Medicina

Psichiatria: a 40 anni dalla Basaglia, 800.000 italiani in cura ogni anno

La 180, 40 anni dopo. La depressione è il disturbo più frequente e riguarda principalmente le donne. Tra gli uomini invece primeggiano psicosi e alcolismo

di Lorenzo Zacchetti

A 40 anni dalla Legge Basaglia sono oltre 800.000 gli italiani che ogni anno fanno ricorso a cure per disturbi psichiatrici, con un totale di circa 12 milioni di prestazioni sanitarie.

E' quanto emerge dal Rapporto sulla Salute Mentale 2016 del Ministero della Salute, di cui si discute nel convegno in corso presso la sede milanese della Società Psicoanalitica Italiana (SPI),  che ad oggi associa oltre 900 specialisti tra medici chirurghi, psichiatri, neuropsichiatri infantili, psicologi e psicoterapeuti, svolgendo attività di formazione e supervisione.

Analizzando i dati, scopriamo che dei pazienti ospedalizzati circa 109.000 vengono reinseriti nella società.

Il disturbo più frequente è la depressione, con 37,5 casi ogni 10.000 abitanti; per una spesa di oltre 338 milioni di euro nell’acquisto di antidepressivi. 

Seguono la schizofrenia e altre psicosi, con un'incidenza di 31,5 casi ogni 10.000 abitanti.

La fascia d’età più colpita è quella tra i 45 e i 54 anni, con 38,5 casi registrati ogni 10.000 abitanti; più bassi invece i tassi registrati per i giovani dai 18 ai 24 anni (8,7 per 10.000 abitanti).

La depressione riguarda principalmente le donne: 28,7 casi ogni 10.000 abitanti contro i 20,8 degli uomini.

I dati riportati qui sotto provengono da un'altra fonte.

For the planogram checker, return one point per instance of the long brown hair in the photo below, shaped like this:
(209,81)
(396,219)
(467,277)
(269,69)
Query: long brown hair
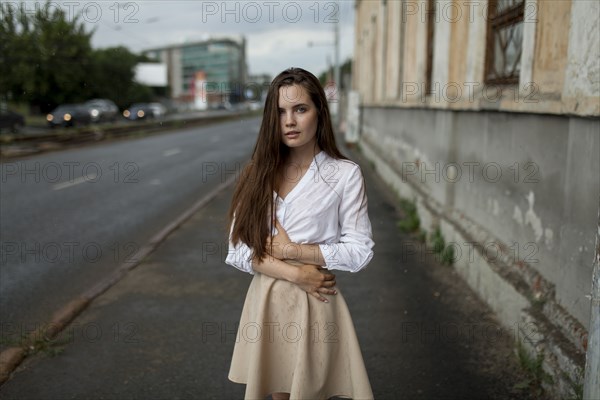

Nella popolazione maschile sono invece più diffuse le problematiche collegate ai disturbi psicotici di vario tipo (36,9 casi per 10.000 abitanti contro i 32,8 delle pazienti donne) e all’alcolismo (3,4 contro 2,2).

“Senza alcun dubbio la Legge ha rappresentato un passaggio rivoluzionario, scientifico e culturale, nella concezione della malattia mentale e del malato non più come recluso, ma come ricoverato, migliorandone le condizioni esterne e inserendolo in percorsi terapeutici mirati grazie al supporto di diverse figure professionali per favorirne il reinserimento attivo in società”, sottolinea la Società Psicoanalitica Italiana (SPI).

Molti degli psicoanalisti coinvolti nel convegno erano allora attivi nelle istituzioni, e, sulla base della loro esperienza, sarà possibile delineare le sfide per il futuro, per consentire progetti di inclusione e risocializzazione.